Il était torse nu, le ventre ouvert et une partie des intestins avait été délicatement placés en un tas à côté de la tête. A ses pieds, des bouts d'autres organes avaient été mis là, découpés n'importe comment ou carrément arrachés du corps de Pimpleton.
La bouche était ouverte dans un cri inaudible et les orbites vidées de leurs yeux.
Le travail d'un fou.
Jane réprima un haut le cœur, Rigsby et Cho se bouchèrent le nez alors que Lisbon leur faisait signe de la suivre dans le salon.
Elle décrocha son téléphone et appela immédiatement une équipe médico-legale.
Ils se trouvaient à nouveau dans un cul-de-sac.
Elle composa à la suite le numéro de Hightower. Elles firent le point rapidement.
- Oui, Madame, continuait Lisbon… on soupçonne le frère, Doyle… On ne sait pas où il peut être… On va essayer de le localiser… peut-être avec la voiture d'Anderson… Oui, Madame… nous allons faire le possible… oui… oui… Je vous tiens au courant.

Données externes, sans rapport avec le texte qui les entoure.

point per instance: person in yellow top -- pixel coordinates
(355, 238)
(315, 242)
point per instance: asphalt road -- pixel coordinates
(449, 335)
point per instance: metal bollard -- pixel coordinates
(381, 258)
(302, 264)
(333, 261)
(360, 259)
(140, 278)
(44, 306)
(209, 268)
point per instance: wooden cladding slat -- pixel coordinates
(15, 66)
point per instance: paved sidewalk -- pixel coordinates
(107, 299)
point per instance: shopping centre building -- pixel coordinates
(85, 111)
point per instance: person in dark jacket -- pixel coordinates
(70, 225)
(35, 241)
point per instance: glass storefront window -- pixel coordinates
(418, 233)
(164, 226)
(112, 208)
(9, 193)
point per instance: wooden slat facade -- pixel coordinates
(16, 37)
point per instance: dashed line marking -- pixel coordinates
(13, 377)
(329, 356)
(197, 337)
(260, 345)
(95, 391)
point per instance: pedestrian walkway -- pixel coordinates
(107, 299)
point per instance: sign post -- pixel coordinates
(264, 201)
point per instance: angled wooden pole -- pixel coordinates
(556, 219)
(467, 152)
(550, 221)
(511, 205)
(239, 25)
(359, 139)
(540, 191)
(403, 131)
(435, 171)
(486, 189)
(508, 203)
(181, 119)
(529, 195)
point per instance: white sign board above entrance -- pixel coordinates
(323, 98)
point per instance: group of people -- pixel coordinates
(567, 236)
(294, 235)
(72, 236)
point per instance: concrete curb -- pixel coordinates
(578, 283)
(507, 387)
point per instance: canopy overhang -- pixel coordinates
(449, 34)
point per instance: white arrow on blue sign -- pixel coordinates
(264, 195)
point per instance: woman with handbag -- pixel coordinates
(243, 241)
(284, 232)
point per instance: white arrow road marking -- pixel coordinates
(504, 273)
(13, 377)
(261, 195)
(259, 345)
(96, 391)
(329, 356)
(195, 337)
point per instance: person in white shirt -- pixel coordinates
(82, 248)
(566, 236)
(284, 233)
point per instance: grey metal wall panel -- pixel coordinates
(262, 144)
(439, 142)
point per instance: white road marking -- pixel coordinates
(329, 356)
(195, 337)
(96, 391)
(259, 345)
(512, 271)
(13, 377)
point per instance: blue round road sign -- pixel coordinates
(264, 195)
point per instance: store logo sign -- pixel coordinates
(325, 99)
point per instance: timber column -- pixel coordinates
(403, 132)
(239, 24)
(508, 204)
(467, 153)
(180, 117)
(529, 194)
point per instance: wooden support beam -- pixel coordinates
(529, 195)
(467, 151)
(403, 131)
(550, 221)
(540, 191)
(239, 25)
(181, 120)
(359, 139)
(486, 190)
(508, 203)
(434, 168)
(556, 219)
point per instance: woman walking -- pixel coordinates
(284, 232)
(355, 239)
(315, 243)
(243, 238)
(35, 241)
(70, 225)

Elle raccrocha et fit le tour du salon. Quelques livres d'auto-motivation, une photo où l'on voyait les deux frères, bras dessus, bras dessous, souriant à l'appareil… ils devaient avoir dans les dix ans…
Le portable de Cho sonna.
- Agent Cho à l'appareil...
La voix au bout du fil était faible et suppliante.
- Allo ? Kimball ?
Cho fit signe au reste de l'équipe de s'approcher et mit la communication sur haut-parleur.

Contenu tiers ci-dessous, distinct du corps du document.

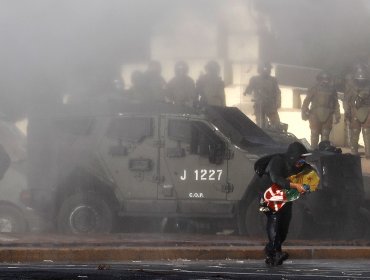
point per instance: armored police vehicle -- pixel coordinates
(94, 162)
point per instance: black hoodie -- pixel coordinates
(282, 166)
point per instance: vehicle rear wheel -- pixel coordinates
(252, 221)
(84, 213)
(12, 220)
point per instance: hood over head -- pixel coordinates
(294, 152)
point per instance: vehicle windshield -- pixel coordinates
(239, 128)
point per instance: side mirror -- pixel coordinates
(216, 153)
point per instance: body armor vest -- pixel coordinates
(323, 103)
(362, 102)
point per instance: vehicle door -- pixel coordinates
(194, 166)
(130, 148)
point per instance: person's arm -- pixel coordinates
(278, 94)
(250, 88)
(306, 103)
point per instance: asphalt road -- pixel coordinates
(183, 269)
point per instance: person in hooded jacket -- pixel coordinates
(279, 168)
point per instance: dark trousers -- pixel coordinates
(277, 228)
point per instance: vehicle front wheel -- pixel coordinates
(12, 220)
(252, 222)
(84, 213)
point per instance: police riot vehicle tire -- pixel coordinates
(84, 213)
(12, 220)
(251, 221)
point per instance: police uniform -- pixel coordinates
(359, 104)
(324, 105)
(181, 88)
(210, 89)
(267, 99)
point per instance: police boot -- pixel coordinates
(354, 140)
(269, 259)
(366, 134)
(280, 257)
(325, 134)
(348, 135)
(314, 139)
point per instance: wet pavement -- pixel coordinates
(186, 269)
(140, 247)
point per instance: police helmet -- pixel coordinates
(212, 67)
(181, 68)
(323, 77)
(361, 73)
(264, 68)
(154, 67)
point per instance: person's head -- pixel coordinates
(136, 78)
(295, 154)
(119, 84)
(212, 68)
(360, 75)
(324, 78)
(181, 68)
(154, 67)
(264, 69)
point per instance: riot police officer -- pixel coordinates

- Allo ? Rita ? Qu'est-ce qu'il y a? Qu'est ce qu'il se passe ?
La voix de Cho était tombée dans les graves, il parlait vite et par saccades.
Rita pleurait.
- Je suis désolée Kimball… j'ai cru que c'était une livraison que tu attendais… je suis désolée…
Il y eut un rire derrière elle, un rire maléfique, hystérique, inhumain presque.
Rita cria. Un cri bref, effrayé. Un cri de terreur.
- RITAAA! hurla Cho.
Et les premières mesures de Be my Baby par les Ronettes sortirent du téléphone alors que toute l'équipe courait hors de l'appartement.
The night we met I knew I needed you so
And if I had the chance I'd never let you go
So won't you say you love me
I'll make you so proud of me
We'll make 'em turn their heads
Every place we go
So won't you please
(Be my be my baby) Be my little baby
(I want it only say) Say you'll be my darling
(Be my be my baby) Be my baby now
(I want it only say) Ooh, ohh, ohh, oh.